Looks like North Korea wants to bring in some legal reforms. Oh wait:
The [Israeli] Ministerial Committee for Legislation approved a bill yesterday that would allow the state to prevent detainees suspected of security offenses from meeting with an attorney for up to one year.
The bill, introduced by Public Security Minister Yitzhak Aharonovitch, aims to keep lawyers from helping their clients “carry out offenses that endanger the security of the public or the state from within jail.”

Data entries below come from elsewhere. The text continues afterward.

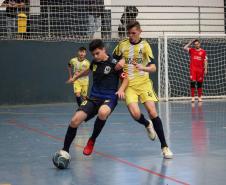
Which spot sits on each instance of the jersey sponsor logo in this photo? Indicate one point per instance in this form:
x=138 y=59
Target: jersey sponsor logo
x=134 y=61
x=107 y=70
x=150 y=94
x=114 y=61
x=140 y=53
x=94 y=67
x=84 y=102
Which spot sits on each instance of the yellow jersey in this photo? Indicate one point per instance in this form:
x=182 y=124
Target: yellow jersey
x=79 y=66
x=140 y=53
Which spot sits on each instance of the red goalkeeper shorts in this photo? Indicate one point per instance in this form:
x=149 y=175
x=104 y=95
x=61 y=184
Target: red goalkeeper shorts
x=197 y=75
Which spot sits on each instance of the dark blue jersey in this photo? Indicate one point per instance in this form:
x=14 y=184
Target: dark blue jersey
x=105 y=79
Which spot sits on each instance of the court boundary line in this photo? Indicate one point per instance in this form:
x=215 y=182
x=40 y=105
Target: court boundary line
x=107 y=156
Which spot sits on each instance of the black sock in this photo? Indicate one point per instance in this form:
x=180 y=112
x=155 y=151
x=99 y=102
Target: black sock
x=143 y=121
x=157 y=123
x=98 y=126
x=79 y=100
x=69 y=137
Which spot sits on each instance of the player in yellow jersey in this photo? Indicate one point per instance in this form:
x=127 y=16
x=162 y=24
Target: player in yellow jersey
x=78 y=65
x=138 y=62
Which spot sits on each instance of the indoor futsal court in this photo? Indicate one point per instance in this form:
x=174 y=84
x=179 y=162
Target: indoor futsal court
x=123 y=153
x=112 y=92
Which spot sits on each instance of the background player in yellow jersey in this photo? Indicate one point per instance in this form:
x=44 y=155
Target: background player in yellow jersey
x=139 y=62
x=78 y=65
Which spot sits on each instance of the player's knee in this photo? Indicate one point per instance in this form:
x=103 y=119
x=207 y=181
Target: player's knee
x=193 y=84
x=77 y=94
x=152 y=114
x=199 y=84
x=136 y=115
x=103 y=114
x=75 y=122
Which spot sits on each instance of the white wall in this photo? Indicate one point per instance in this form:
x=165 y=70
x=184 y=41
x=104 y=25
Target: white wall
x=181 y=25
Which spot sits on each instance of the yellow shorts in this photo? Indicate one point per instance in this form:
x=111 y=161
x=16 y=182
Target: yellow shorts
x=143 y=92
x=81 y=88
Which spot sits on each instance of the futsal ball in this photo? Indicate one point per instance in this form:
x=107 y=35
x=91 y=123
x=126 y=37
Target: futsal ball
x=61 y=159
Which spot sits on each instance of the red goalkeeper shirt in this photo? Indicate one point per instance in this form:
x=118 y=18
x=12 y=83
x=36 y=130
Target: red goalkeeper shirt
x=197 y=59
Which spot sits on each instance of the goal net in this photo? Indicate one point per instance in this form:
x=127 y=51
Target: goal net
x=174 y=75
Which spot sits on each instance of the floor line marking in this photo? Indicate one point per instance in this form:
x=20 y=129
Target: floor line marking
x=108 y=156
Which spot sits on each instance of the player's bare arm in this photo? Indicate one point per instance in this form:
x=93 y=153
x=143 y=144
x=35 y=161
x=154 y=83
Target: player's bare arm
x=205 y=66
x=70 y=71
x=151 y=68
x=120 y=64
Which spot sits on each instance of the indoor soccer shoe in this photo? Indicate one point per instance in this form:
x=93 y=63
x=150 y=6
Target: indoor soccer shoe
x=199 y=99
x=151 y=131
x=166 y=152
x=89 y=147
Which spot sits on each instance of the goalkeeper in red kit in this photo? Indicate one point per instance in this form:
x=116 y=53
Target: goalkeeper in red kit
x=198 y=67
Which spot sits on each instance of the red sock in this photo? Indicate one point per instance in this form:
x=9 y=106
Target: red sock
x=199 y=92
x=192 y=92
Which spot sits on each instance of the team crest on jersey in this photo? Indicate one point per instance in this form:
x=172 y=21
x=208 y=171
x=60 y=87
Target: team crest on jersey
x=107 y=70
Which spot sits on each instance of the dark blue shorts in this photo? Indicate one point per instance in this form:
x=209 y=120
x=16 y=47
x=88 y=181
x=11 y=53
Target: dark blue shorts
x=91 y=106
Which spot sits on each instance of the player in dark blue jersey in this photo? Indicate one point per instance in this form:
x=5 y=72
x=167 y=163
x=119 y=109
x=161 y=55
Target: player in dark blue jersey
x=103 y=97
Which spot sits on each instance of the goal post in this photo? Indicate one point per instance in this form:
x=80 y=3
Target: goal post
x=174 y=75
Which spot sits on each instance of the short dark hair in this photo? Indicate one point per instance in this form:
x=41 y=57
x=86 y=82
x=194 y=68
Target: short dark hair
x=133 y=24
x=82 y=49
x=96 y=44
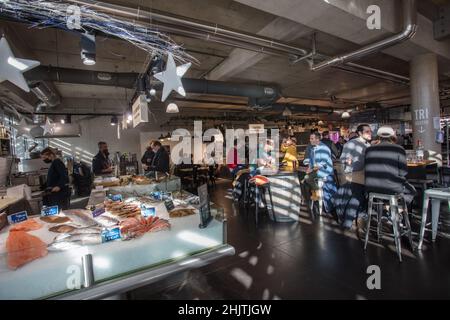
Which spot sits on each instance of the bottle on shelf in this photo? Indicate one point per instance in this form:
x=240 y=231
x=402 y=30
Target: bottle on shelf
x=420 y=151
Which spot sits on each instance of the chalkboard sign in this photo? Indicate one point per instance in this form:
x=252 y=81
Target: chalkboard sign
x=18 y=217
x=111 y=235
x=49 y=211
x=205 y=209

If passed, the bill would authorize the prison director to prevent a detainee from meeting with an attorney for up to seven days, instead of the current maximum period of 24 hours. The commissioner of the Israel Prison Service would be able to extend the prohibition for up to 90 additional days, with the approval of the state prosecutor or deputy prosecutor, instead of the current maximum of five days.
The district court could order additional extensions of the prohibition of up to six months at a time, for a total period of up to one year. The current limit is 21 days.
The Public Committee against Torture in Israel called the prohibition of client-attorney meetings a “mortal blow to the basic rights of Palestinian prisoners in Israel.”
According to the organization’s executive director, Ishai Menuchin, “The ministerial committee is trying to carry out a ‘surgical strike’ against human rights in a democratic society. We must not forget that even ‘security suspects’ have human rights.”